Several persons who lost family members to sudden deaths in recent months are also hailing the Police High Command for changing the cumbersome and burdensome system it introduced in February.
When The Sunday Gleaner first reported on the issue members of the Funeral Directors Association of Jamaica (FDAJ) had labelled directives given in the February 11 Police Force Orders – that a government-contracted funeral home should be called to collect bodies even when the deceased had a known medical condition – a ‘breach of civil and human rights’.
Affected families who had spoken to our news team last month, branded the move unnecessary and a great source of inconvenience.
But in the Force Orders of June 24, the rule for cases where the deceased had a known medical condition was relaxed by Police Commissioner Carl Williams following consultation with the Ministry of National Security.
The change allows for instances where the deceased had a known medical condition. The body no longer has to go to a government-contracted funeral home.

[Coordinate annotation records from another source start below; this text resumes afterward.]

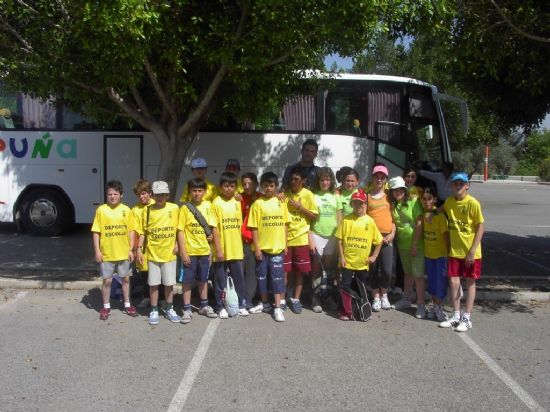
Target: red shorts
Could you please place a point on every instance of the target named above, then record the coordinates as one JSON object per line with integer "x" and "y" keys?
{"x": 297, "y": 259}
{"x": 457, "y": 268}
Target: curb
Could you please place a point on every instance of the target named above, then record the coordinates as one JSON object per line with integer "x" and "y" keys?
{"x": 481, "y": 295}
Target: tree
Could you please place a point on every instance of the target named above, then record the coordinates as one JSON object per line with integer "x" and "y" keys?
{"x": 500, "y": 52}
{"x": 170, "y": 66}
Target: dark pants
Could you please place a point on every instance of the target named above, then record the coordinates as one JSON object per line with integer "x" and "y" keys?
{"x": 381, "y": 270}
{"x": 235, "y": 268}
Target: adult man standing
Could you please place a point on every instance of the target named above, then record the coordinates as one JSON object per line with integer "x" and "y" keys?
{"x": 309, "y": 153}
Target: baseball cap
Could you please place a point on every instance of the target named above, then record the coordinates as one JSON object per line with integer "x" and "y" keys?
{"x": 198, "y": 163}
{"x": 396, "y": 183}
{"x": 380, "y": 169}
{"x": 459, "y": 176}
{"x": 233, "y": 164}
{"x": 160, "y": 187}
{"x": 359, "y": 196}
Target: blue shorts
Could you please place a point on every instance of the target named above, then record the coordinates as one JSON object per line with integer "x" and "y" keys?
{"x": 198, "y": 270}
{"x": 437, "y": 276}
{"x": 271, "y": 270}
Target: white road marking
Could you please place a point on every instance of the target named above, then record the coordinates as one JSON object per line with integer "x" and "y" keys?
{"x": 18, "y": 295}
{"x": 180, "y": 397}
{"x": 503, "y": 376}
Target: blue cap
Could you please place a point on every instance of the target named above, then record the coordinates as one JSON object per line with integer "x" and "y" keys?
{"x": 459, "y": 176}
{"x": 198, "y": 163}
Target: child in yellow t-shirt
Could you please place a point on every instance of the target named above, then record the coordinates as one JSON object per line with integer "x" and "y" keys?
{"x": 194, "y": 250}
{"x": 302, "y": 209}
{"x": 227, "y": 214}
{"x": 268, "y": 221}
{"x": 142, "y": 190}
{"x": 159, "y": 226}
{"x": 113, "y": 236}
{"x": 434, "y": 229}
{"x": 199, "y": 169}
{"x": 356, "y": 234}
{"x": 465, "y": 233}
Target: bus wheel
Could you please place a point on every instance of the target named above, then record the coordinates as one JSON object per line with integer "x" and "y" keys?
{"x": 44, "y": 212}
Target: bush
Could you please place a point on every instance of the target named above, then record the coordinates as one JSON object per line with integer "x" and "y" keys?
{"x": 544, "y": 170}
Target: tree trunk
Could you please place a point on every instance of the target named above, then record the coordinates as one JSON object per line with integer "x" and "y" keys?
{"x": 172, "y": 158}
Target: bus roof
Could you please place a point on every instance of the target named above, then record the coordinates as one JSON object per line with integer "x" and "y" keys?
{"x": 366, "y": 77}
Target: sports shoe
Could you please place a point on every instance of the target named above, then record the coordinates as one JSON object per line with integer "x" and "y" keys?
{"x": 385, "y": 303}
{"x": 420, "y": 311}
{"x": 295, "y": 306}
{"x": 403, "y": 303}
{"x": 453, "y": 322}
{"x": 222, "y": 313}
{"x": 131, "y": 311}
{"x": 208, "y": 312}
{"x": 171, "y": 315}
{"x": 104, "y": 313}
{"x": 439, "y": 314}
{"x": 153, "y": 317}
{"x": 278, "y": 315}
{"x": 186, "y": 317}
{"x": 464, "y": 325}
{"x": 316, "y": 304}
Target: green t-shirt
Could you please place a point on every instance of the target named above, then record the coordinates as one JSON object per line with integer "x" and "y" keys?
{"x": 325, "y": 225}
{"x": 344, "y": 202}
{"x": 405, "y": 221}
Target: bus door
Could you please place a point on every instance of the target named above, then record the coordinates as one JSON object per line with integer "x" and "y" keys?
{"x": 123, "y": 157}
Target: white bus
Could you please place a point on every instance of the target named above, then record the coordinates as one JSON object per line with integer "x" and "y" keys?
{"x": 54, "y": 168}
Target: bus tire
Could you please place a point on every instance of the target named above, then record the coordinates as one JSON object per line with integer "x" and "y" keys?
{"x": 44, "y": 212}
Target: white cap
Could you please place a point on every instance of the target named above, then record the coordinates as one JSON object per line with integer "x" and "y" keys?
{"x": 160, "y": 187}
{"x": 396, "y": 183}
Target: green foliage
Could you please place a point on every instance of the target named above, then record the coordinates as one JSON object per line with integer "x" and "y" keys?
{"x": 503, "y": 61}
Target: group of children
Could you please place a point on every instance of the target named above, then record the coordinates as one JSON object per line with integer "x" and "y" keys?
{"x": 272, "y": 239}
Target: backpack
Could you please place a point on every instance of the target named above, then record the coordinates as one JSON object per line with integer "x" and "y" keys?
{"x": 355, "y": 302}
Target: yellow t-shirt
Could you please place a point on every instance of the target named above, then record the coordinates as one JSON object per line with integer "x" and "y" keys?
{"x": 209, "y": 194}
{"x": 114, "y": 225}
{"x": 434, "y": 242}
{"x": 159, "y": 225}
{"x": 298, "y": 228}
{"x": 269, "y": 217}
{"x": 463, "y": 217}
{"x": 229, "y": 220}
{"x": 193, "y": 233}
{"x": 358, "y": 234}
{"x": 137, "y": 211}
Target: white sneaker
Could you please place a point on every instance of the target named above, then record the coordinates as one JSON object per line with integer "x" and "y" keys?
{"x": 420, "y": 311}
{"x": 385, "y": 303}
{"x": 403, "y": 303}
{"x": 464, "y": 325}
{"x": 278, "y": 315}
{"x": 223, "y": 314}
{"x": 186, "y": 317}
{"x": 450, "y": 323}
{"x": 439, "y": 314}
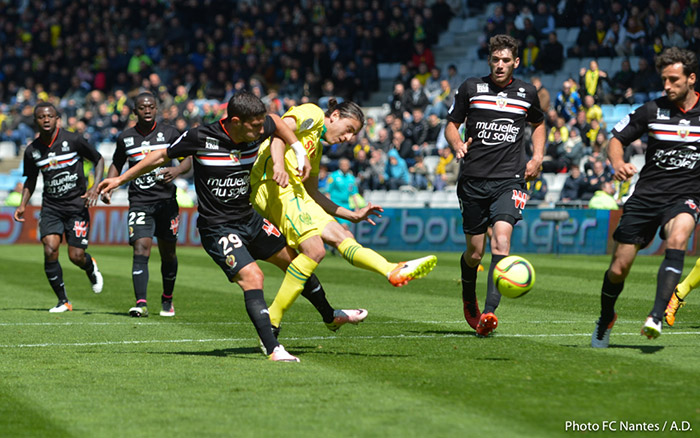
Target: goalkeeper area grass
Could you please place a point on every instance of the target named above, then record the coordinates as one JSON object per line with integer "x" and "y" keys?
{"x": 412, "y": 369}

“Where the police have ascertained that there is a doctor willing to sign the medical certificate of cause of death, especially in the case of the aged, the police will note the name of the doctor for inclusion in the station diary as well as the sudden-death register, and allow the family to contact a funeral home of their choice,” said Williams in the Force Orders.
“I want to say thanks to the minister and his team, but we are hoping and trusting that, in the future, we will be able to get things done easier without using this media,” said Melvin Honeyghan, president of the FDAJ.
“We are relieved, as we do not feel that there is anymore unfair competition being practised by the Government. Because we think it was a matter of unfair competition what they had done,” added Honeyghan.